The Linux Kernel Mailing List
 help / color / mirror / Atom feed
* [PATCH+discussion] symlink recursion
@ 2002-06-18 22:19 Andries.Brouwer
  2002-06-18 23:57 ` Linus Torvalds
  0 siblings, 1 reply; 12+ messages in thread
From: Andries.Brouwer @ 2002-06-18 22:19 UTC (permalink / raw)
  To: torvalds, viro; +Cc: linux-kernel


As promised below an implementation of nonrecursive symlink resolution.

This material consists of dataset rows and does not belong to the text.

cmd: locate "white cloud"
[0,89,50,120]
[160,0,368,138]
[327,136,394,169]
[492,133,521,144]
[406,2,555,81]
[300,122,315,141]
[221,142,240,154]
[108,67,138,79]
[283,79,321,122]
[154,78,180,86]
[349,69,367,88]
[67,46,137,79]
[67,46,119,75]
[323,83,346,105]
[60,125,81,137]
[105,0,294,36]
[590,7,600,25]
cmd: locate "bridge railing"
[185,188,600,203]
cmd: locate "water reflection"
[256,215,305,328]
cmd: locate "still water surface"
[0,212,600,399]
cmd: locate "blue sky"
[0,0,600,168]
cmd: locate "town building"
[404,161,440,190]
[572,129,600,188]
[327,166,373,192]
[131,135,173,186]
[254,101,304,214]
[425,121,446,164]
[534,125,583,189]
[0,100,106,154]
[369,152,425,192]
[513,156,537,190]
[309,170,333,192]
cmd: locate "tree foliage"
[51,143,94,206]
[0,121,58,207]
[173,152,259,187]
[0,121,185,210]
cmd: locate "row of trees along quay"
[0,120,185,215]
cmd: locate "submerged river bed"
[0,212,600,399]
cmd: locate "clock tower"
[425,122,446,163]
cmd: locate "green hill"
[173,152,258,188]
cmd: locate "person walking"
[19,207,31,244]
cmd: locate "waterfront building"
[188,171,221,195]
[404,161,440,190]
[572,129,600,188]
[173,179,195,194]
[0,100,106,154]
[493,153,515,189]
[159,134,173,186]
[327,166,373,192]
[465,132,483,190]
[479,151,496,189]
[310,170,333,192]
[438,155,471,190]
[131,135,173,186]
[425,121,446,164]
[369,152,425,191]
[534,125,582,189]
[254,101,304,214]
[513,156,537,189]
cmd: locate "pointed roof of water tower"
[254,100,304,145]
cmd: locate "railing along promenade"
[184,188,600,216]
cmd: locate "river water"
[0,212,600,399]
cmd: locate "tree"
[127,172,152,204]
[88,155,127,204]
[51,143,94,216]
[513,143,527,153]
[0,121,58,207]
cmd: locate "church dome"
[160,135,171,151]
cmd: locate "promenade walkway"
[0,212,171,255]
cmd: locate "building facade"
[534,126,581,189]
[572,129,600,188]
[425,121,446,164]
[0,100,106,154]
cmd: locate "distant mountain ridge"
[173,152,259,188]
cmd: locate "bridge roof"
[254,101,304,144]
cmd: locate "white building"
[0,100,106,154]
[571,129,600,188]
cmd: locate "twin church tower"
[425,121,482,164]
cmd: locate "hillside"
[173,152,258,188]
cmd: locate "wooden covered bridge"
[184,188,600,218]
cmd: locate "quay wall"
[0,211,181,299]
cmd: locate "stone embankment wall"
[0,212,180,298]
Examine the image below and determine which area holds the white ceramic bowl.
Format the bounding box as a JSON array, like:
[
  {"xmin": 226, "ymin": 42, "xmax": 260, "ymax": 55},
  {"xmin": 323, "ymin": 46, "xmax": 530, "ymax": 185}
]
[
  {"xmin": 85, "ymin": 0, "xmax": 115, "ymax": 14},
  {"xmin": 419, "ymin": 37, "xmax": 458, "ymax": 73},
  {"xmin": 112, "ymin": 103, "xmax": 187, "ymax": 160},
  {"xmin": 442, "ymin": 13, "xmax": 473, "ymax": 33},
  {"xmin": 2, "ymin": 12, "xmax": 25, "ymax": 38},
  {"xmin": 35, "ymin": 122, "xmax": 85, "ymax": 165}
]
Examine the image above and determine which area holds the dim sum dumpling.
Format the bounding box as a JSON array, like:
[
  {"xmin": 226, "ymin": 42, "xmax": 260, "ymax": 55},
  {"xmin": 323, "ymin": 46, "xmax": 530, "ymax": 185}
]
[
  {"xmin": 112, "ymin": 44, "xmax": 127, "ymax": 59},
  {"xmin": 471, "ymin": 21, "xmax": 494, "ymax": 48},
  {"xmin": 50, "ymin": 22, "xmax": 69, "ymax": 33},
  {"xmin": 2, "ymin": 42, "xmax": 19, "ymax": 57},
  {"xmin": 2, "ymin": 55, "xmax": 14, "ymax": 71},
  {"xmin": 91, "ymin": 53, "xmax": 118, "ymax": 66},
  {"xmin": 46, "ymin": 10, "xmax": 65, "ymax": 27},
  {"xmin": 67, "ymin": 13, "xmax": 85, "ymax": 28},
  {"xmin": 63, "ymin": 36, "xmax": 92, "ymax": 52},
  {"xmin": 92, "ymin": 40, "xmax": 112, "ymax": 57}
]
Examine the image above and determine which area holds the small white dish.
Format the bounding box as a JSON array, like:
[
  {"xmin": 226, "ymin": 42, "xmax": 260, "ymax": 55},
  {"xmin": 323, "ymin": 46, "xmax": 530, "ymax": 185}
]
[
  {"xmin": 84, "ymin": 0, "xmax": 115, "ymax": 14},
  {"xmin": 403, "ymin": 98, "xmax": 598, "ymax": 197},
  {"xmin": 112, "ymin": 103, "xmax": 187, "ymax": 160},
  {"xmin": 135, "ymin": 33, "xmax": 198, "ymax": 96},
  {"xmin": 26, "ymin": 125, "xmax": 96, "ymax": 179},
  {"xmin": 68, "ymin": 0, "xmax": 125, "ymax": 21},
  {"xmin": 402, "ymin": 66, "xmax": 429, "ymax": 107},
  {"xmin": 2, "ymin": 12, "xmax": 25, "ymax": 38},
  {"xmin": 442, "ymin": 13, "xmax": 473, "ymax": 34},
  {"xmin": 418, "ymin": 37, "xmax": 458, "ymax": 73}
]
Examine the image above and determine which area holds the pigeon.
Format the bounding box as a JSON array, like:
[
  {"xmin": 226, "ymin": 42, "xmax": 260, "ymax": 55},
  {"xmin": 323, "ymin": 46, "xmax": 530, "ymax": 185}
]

First a small remark or question.
Unless I overlook something, a path_release is missing in:

--- namei.c~    Sun Jun  9 07:28:50 2002
+++ namei.c     Wed Jun 19 00:00:36 2002
@@ -2074,8 +2074,10 @@
         * bloody create() on broken symlinks. Furrfu...
         */
        name = __getname();
-       if (!name)
+       if (!name) {
+               path_release(nd);
                return -ENOMEM;
+       }
        strcpy(name, nd->last.name);
        nd->last.name = name;
        return 0;


Al?

The source below is a fragment that shows the implementation
of link_path_walk. I give it as source since a patch would
be unreadable. I advise nobody to try it out, and have not
done so myself. Nevertheless, this, or something very close to it,
could replace the present code.
It is a straightforward transformation of the existing code,
so does exactly the same if I made no mistake - but after two
hours of tricky editing there is bound to be a flaw somewhere.
Will check more carefully later.

The state shown below is such that the isomorphism with the existing code
is still very visible. Further transformation would make the code slightly
more efficient.

> you still have recursion to eliminate and
> that's where the hell will begin.

Al, as you can see, no hell. Almost the same code as we had,
only slightly differently arranged.

[Here there is a kmalloc when a link is followed.
Some futher transformation avoids the kmalloc when during path resolution
the recursion depth stays below 2, that is, when we never need to resolve
a symlink during symlink resolution. More improvements are possible.
I do not think this would be measurably slower than what we have.]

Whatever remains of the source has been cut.